16/01/12

Sampling, hauntology e mash-up


Il sampling è uno strano animale, ma ancora più strana è la rapidità con la quale ci abbiamo fatto il callo. E non parlo solo del fatto che, pochi anni dopo la diffusione del fenomeno a metà degli ottanta, era difficile trovare un musicista eticamente contrario al campionamento della propria musica. A essere davvero incredibile è il modo in cui abbiamo accettato come parte integrante della nostra vita d’ascolto – e accettato come – i dischi composti di frammenti di altri dischi: segmenti di performance isolati dalla loro collocazione spazio- temporale originale.

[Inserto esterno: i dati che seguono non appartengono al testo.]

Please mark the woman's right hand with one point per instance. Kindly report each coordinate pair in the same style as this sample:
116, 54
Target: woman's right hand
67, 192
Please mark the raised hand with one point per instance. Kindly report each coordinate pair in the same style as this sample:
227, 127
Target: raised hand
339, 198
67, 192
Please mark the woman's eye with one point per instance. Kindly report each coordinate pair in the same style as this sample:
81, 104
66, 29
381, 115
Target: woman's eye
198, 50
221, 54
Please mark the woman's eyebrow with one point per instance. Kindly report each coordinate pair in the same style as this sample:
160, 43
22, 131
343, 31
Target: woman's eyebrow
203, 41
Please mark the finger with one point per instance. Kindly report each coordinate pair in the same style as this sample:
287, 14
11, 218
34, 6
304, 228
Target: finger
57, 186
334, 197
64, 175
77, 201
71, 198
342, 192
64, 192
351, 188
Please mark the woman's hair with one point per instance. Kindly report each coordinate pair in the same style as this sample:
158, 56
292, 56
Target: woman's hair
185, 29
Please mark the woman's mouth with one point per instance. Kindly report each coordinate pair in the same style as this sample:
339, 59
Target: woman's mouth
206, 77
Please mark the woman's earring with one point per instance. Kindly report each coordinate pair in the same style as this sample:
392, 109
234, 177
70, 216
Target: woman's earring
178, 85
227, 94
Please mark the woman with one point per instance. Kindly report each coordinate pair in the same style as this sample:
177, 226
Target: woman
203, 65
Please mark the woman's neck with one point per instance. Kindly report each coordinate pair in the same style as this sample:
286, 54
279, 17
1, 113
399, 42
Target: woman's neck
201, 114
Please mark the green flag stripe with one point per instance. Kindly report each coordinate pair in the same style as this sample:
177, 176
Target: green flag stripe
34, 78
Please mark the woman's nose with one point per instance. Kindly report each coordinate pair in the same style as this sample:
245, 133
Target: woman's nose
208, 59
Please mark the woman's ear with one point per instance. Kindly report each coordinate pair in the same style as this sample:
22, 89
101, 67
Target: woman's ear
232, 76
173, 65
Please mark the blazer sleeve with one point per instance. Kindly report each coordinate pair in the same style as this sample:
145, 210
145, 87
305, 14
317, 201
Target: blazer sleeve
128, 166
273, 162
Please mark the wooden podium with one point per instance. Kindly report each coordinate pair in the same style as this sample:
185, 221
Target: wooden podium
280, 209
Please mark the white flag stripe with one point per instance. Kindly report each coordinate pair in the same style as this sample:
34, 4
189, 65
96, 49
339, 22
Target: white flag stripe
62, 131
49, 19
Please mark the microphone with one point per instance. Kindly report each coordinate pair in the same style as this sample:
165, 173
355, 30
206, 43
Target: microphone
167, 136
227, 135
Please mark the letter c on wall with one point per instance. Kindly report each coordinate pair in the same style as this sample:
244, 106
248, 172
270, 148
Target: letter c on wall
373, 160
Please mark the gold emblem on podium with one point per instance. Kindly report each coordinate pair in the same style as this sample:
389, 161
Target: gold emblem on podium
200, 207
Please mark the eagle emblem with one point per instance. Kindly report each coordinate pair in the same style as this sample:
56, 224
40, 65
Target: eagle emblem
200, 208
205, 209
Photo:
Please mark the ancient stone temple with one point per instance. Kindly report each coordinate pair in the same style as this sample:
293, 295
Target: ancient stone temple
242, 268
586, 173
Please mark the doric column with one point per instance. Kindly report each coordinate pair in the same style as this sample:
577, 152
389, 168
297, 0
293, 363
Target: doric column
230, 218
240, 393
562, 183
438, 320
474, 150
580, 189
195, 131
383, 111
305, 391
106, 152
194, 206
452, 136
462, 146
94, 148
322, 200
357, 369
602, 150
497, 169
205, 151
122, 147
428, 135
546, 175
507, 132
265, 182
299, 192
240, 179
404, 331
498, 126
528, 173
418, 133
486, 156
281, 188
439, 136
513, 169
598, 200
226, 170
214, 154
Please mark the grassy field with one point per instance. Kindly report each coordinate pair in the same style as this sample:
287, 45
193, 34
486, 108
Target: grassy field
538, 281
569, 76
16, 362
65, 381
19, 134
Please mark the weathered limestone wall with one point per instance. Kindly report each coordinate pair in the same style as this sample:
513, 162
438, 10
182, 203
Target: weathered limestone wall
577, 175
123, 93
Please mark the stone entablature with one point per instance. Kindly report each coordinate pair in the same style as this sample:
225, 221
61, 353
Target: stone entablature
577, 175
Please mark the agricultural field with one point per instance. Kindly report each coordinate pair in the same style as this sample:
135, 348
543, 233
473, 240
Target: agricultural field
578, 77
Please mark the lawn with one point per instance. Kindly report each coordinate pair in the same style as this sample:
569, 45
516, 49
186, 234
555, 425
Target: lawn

La stranezza del sampling è venuta meno dopo tutti questi anni, ma nel 2005 mi colpì a livello viscerale – e non succedeva da un’eternità – quando ascoltai Caermaen di Belbury Poly, dall’album «The Willows». È evidente dall’enunciazione pittoresca e dalla tessitura deteriorata del sample – come carta ingiallita e sgualcita – che il malinconico cantante folk inglese era stato registrato molti, molti decenni prima. La voce nebulosa e misteriosa invita l’ascoltatore ad avvicinarsi, ma il significato continua a sfuggire: per quanto aguzzi le orecchie, è praticamente impossibile decifrare una sola parola. L’arrangiamento elettronico-medievale nel quale è incorniciata basta a rendere spettrale Caermaen, ma la storia dietro al brano fa davvero accapponare la pelle. Jim Jupp (il vero nome di Belbury Poly) aveva scoperto la melodia vocale – Joseph Taylor che canta Bold William Taylor – su un cd di musica tradizionale inglese. La versione era stata incisa nel 1908 su un cilindro fonografico dal collezionista Percy Grainger. Campionando l’intero brano, Jupp aveva «alterato la velocità e l’altezza per poi ricostruirlo in modo da creare una melodia diversa con parole incomprensibili». Insomma, aveva fatto cantare una canzone nuova a un uomo morto. Un artista più superstizioso avrebbe potuto esitare prima di prendersi una simile libertà. Caermaen e la sua storia furono come un vivido flashback sul disorientamento provocato dai primi dischi hip hop interamente costruiti sul sampling, tracce del 1986-87 di produttori come Herby Azor e Marly Marl. Ispirato da «Hot, Cool & Vicious», l’album delle Salt-N-Pepa prodotto da Azor, all’epoca scrissi un articolo sull’attrito sensuale ma soprannaturale di quei groove, cuciti insieme a partire da porzioni smembrate di pezzi funk e soul riportati in vita stile Frankenstein. Soprannaturale per via della «giustapposizione spettrale» delle molteplici atmosfere di studio ed epoche. L’etichetta di Belbury Poly, guarda caso, si chiama Ghost Box.